Lurking behind the supposed success story, however, are ominous signs. Laurence’s town had, in years previous, been the site of a murderous attack on a refugee. His widow and her son (played by Maya Alban-Zapata and Tyrell Teschner) are a kind of plague on the town – their presence reminding the world of the town’s shortcomings. Shortly thereafter, Laurence is attacked while walking through a local park, an event his German wife Maunuela (Dorothee Krüger) and his friends, Rahim, Julius, and Yusef (Quatis Tarkington, Asad Schwartz-Msesilamba, and Aloysius Itoka) read immediately as racially motivated. Laurence however, a good, uncomplaining new German, agrees with police officer Brunmeier (an excellent performance in supposed technocratic neutrality from Tibor Locher), that the attack was a one off, and nothing to worry about. As he departs from the shop Brunmeier delivers a line with the authority of the privileged: ‘Don’t go through the park alone again.’
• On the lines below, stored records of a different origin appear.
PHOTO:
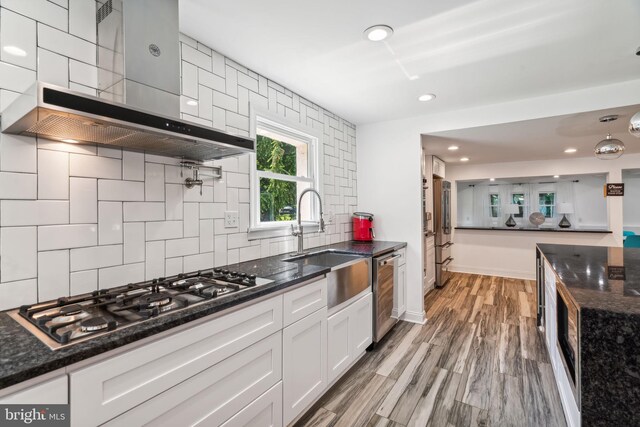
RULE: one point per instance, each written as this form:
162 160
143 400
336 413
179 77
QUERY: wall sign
611 189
At the end of the first act, the jolting death of Rahim, in circumstances that mirror Jalloh’s, revoke any perceivable fog of optimism that the first few minutes of the play instilled. Rahim brings levity, a counterbalance to Laurence’s quiet, upstanding citizen. His death upsets the balance between Yusef, Julius, and Laurence, because Laurence, the only person with ‘papers’ is the only one that can act as the figurehead for the protest campaign.
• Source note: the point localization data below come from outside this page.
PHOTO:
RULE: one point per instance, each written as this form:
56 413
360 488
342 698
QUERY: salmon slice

What follows is a whirlwind of bureaucratic proceedings as the police are found not guilty of ‘negligence’ leading to Rahim’s death. As Yusef and Julius become more committed to seeing the police held accountable through appeals, Laurence’s confidence begins to fade, as Philip George appears to age in front of the audience as the evening passes. Even his wife Manuela, who taught their children racial put-downs to silence their white playmates, sees the escalating violence around her home town and decides to leave with the children for Berlin.
One of the most staggering aspects of the production was its subtle approach to costume (coordinated by Tamar Gianati). All the actors, save, of course, for Officer Brunmeier, who remains buttoned up in a dark coat, tie peaking out beneath, wear, among other things, matching utilitarian denim shirts. As things begin to fall apart, the characters begin to shed their layers of clothing, eventually even dropping their denim shirts – and with them their symbolic unity falls apart. Laurence wears his shirt properly until the last five minutes or so of the play where, prostrate and taunted by the ghost of his friend Rahim, Manuela, now too in a buttoned up coat, leaves for Berlin and he finds his internet cafe ransacked. His friends shed their shirts earlier as their illusions about a safe life in Germany disintegrate.
The Most Unsatisfied Town is at The English Theatre Berlin from 7 -10, 13 – 16, and 19 -22 April 2016 at 8pm.